Geography is important in genealogy. Knowing where your ancestors lived at any given times provides context to your family tree. But, people cannot be in two places at the same time.
How is this possible? Online family trees, of course. Through the power of creating one’s own narrative, my relatives manage to be in California and Massachusetts, California and Rhode Island, and Hawaii and Mexico all at the same time. I don’t mean for vacation. People who have connected to my lines have done so by making my people live in two places with different families at the same time. I had no idea my people had mastered time travel (something to add to the individual notes section in my family tree database).
I’ve written about finding a family tree that appears to show some of my Pacheco relatives were bigamists. (Not true!) A researcher has my great grandfather in Massachusetts with one family at the same time he was in Oakland, California with his real wife and children. Quite a feat for a man who was dying from Hansen’s Disease (Leprosy).
Then, I came across this. I got a little bit excited when I saw a family tree sporting my great grandfather, Harry Kenneth Jackson. Harry is a brick wall with concrete poured over the top. You can imagine how excited I was at the possibility of learning about his life prior to his marriage in 1904 in San Francisco.
This researcher had Harry and his wife, Marguerite Jones. And…wait a minute! This looks familiar. I can tell by some of my inputting quirks that this is a copy of my family tree database that I’ve shared with someone.
Though my tree is the basis for this information, something perquacky happened on the Dolan line. They have my 4th great grandmother, Catherine (Dolan) Kelly listed, however, something doesn’t sit right. They’ve given her a brother that I never heard of and who lived in Canada. They have Catherine making a side trip to Rhode Island where she has children that are not in my tree with a man who is not my 4th great grandfather. I read the attached documentation and none of it matches my research or implies connections to my ancestry.
Without going into detail, I believe this is someone I have a DNA match with, but we have not figured out our connection. I’m going to guess that the person used DNA generational suggestions and found documentation to fit.

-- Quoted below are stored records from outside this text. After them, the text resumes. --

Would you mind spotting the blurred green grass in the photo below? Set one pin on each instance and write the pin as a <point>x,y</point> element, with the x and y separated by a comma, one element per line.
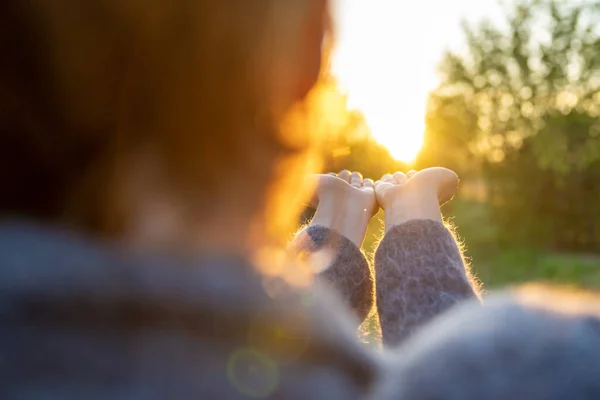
<point>494,263</point>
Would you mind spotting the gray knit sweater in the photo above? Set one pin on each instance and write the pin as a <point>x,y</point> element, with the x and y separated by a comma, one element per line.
<point>85,320</point>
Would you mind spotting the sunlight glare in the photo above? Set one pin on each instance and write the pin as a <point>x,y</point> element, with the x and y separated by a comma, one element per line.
<point>373,64</point>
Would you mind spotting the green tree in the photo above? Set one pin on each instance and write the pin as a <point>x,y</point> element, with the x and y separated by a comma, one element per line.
<point>521,107</point>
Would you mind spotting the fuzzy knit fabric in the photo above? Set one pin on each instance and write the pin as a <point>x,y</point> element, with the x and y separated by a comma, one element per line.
<point>417,279</point>
<point>83,319</point>
<point>345,268</point>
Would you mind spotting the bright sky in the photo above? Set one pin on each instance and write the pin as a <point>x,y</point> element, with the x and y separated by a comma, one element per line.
<point>387,55</point>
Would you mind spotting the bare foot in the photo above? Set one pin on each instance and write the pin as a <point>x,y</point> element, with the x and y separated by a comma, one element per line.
<point>345,203</point>
<point>416,195</point>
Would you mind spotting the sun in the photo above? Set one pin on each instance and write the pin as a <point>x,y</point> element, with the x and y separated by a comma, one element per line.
<point>382,80</point>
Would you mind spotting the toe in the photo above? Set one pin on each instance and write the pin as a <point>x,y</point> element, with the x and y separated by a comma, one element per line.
<point>345,175</point>
<point>356,179</point>
<point>400,178</point>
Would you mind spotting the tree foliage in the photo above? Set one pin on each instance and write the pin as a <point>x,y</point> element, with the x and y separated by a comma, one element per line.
<point>521,107</point>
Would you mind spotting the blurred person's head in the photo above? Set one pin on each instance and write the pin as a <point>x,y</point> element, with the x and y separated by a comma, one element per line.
<point>160,121</point>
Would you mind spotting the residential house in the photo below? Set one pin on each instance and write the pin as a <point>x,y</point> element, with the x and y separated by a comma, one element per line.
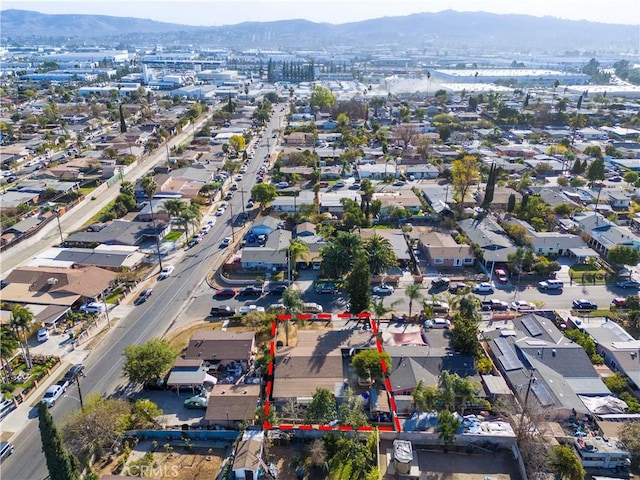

Looking over the data, there simply isn’t enough information to attach Catherine and the Canadian brother to the same tree. The Rhode Island information is flat out wrong. When Martin and Catherine left Massachusetts for California, they left the East Coast for good. Even if they made a stop in Rhode Island, records show they were in San Francisco having kids and running boardinghouses when the Rhode Island settlement was supposed to have occurred.
I keep coming across examples of my people in online family trees in the wrong places at the wrong time. It is peculiar because these trees almost always have the accurate information alongside the inaccurate information. They have the person living in two places at the same time without the benefit of modern means of transportation. Hence, time travel.
How does this happen? Is it because many online family tree programs make suggestions from the record collections on those websites and people assume these suggestions must be true? Is it lack of analysis? Is it just shoddy research or no research at all?
We all need to analyze and verify the documents that we find.
We must be critical. We have to ask these questions:
- Do the names match?
- Is this the right locality?
- If it is a new locality, could this person really have been in this place at this time?
- Are all the children accounted for?
- Does the spouse’s name match?
- Are their too many wives or husbands at one time?
- Given the time period and length of time it took to travel from one place to another, could the couple have lived in all these places within this time frame?
- Could they really have had two children in two cities in a matter of months?
Most importantly, In the examples that I’ve given, it seems the person forgot to ask one crucial question when analyzing documents:
Is the information I’ve found on this person plausible?
Genealogy isn’t just collecting documents and ancestors. It’s about making sure the information you find is for the right people. If it doesn’t sound plausible, it probably did not happen. Making the documentation fit your family tree just doesn’t make sense.